The film stars up-and-coming talent Jim Sturgess (a.k.a. the dreamy lad from Across the Universe) as M.I.T. senior Ben Campbell who excels in his studies and extracurricular technology activities with his two best friends. Until he meets Professor Rosa (Kevin Spacey who also served as a producer on the film) Ben’s only experience with gambling is hoping for a long-shot full ride scholarship to cover the $300,000.00 price-tag of Harvard Medical School and feeling an attraction for his beautiful and far less socially awkward classmate Jill Taylor (Kate Bosworth). That all changes when he’s granted access to a group he mistakes for a math club as Rosa coaches his brightest students including Bosworth, Aaron Yoo, Liza Lapira, and Jacob Pitts in the legal yet morally gray and incessantly frowned upon skill of counting cards in blackjack to take advantage of the game’s weakness which is that it can be beaten by the chosen few prodigies with the skills and time.

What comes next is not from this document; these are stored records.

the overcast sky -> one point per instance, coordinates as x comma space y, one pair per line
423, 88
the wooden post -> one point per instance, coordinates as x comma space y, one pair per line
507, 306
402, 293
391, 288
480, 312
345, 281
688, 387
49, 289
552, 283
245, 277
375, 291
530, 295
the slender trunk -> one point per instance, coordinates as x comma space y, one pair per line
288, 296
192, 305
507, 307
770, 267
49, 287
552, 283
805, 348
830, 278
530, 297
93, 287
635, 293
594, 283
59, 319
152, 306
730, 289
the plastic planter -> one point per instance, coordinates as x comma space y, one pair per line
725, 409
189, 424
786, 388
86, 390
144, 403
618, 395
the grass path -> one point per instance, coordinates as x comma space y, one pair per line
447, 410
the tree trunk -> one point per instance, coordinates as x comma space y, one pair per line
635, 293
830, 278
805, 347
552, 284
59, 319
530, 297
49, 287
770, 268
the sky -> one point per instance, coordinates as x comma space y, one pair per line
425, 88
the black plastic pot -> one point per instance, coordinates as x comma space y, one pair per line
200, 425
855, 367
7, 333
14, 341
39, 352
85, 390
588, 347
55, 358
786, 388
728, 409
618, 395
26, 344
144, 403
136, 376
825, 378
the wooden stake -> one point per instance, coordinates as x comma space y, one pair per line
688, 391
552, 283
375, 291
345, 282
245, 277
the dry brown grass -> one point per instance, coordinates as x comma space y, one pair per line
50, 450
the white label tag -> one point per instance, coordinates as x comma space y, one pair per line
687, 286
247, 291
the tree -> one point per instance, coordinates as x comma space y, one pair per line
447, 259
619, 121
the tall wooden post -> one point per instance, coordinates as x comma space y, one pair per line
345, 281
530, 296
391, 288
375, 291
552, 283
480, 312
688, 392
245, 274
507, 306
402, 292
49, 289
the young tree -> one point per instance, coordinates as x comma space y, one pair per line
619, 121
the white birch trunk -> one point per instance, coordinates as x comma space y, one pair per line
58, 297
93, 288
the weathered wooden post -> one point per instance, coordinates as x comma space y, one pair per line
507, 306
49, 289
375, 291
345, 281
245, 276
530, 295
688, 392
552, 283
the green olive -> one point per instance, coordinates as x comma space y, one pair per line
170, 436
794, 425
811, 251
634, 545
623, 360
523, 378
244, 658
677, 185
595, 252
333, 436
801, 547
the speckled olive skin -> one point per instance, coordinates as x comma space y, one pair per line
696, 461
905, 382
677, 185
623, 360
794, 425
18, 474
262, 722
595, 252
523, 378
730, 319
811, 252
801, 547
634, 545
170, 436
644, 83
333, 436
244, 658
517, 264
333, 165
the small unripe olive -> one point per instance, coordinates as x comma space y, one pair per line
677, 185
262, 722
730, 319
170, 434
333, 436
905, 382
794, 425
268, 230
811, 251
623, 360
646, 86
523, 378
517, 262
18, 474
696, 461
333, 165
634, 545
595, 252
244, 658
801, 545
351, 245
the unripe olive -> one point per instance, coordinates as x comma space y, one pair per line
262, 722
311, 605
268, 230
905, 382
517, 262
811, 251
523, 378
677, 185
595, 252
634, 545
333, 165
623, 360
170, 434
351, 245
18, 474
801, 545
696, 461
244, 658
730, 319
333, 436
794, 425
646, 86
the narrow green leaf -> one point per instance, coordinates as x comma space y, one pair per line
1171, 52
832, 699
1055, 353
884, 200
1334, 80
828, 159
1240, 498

Employing a system of gestures and innocuous words that double for the table's count when it heats up or cools down, the team travels to Las Vegas on weekends where the nerdy kids become high rollers in casinos, suites and nightclubs. Dividing itself in half, the group consists of those who play the minimum and signal (mostly the women who unquestioningly abide by Rosa’s sexism) and the two “big players,” including Pitts’ Fisher who has begun to grow an ego and the newest participant Ben who, after initially turning down the opportunity, lets his hormones do the talking when Taylor pays him a visit at his after school job where he’s been granted a promotion to $8.00 an hour.

Although Mezrich’s book took place in the 90’s, Luketic’s film which is loosely based on the source material in a script by Peter Steinfeld and Allan Loeb is set in present day where the hangers-on from the criminal traditions of old Vegas are finding themselves exceedingly pushed out by computer technology along with the sort of Disney World for adults that sin city has become. To this end, the film introduces Cole Williams, played by a fierce Laurence Fishburne as a security expert who uses his own card counting skill to catch scheming gamblers and finds his attention being drawn to the new casino wiz kid, Ben Campbell, playing under an assumed name who is beginning to find he’s changing with each successive win.

As scripted, the likable but bland Campbell is easily dominated by the more involving characters and I found myself wanting to know more about the females who play for a professor who tells Campbell “I don’t trust the girls." More specifically, in the case of Bosworth’s Taylor, her character's own heartbreaking experiences with the game were begging to be explored in greater detail, if only to inject a bit more emotion into this tale of logic driven, left brain geniuses.

While there are some major plot contrivances and dubious twists near the end of 21, it’s such a high energy and fascinating film which admirably makes intellect (instead of gambling) seductive that we’re willing to forgive a few instances of disbelief especially in the character of Spacey who seems a bit hard to believe, yet because it’s Spacey delivering these lines with crisp precision, we’re riveted all the way.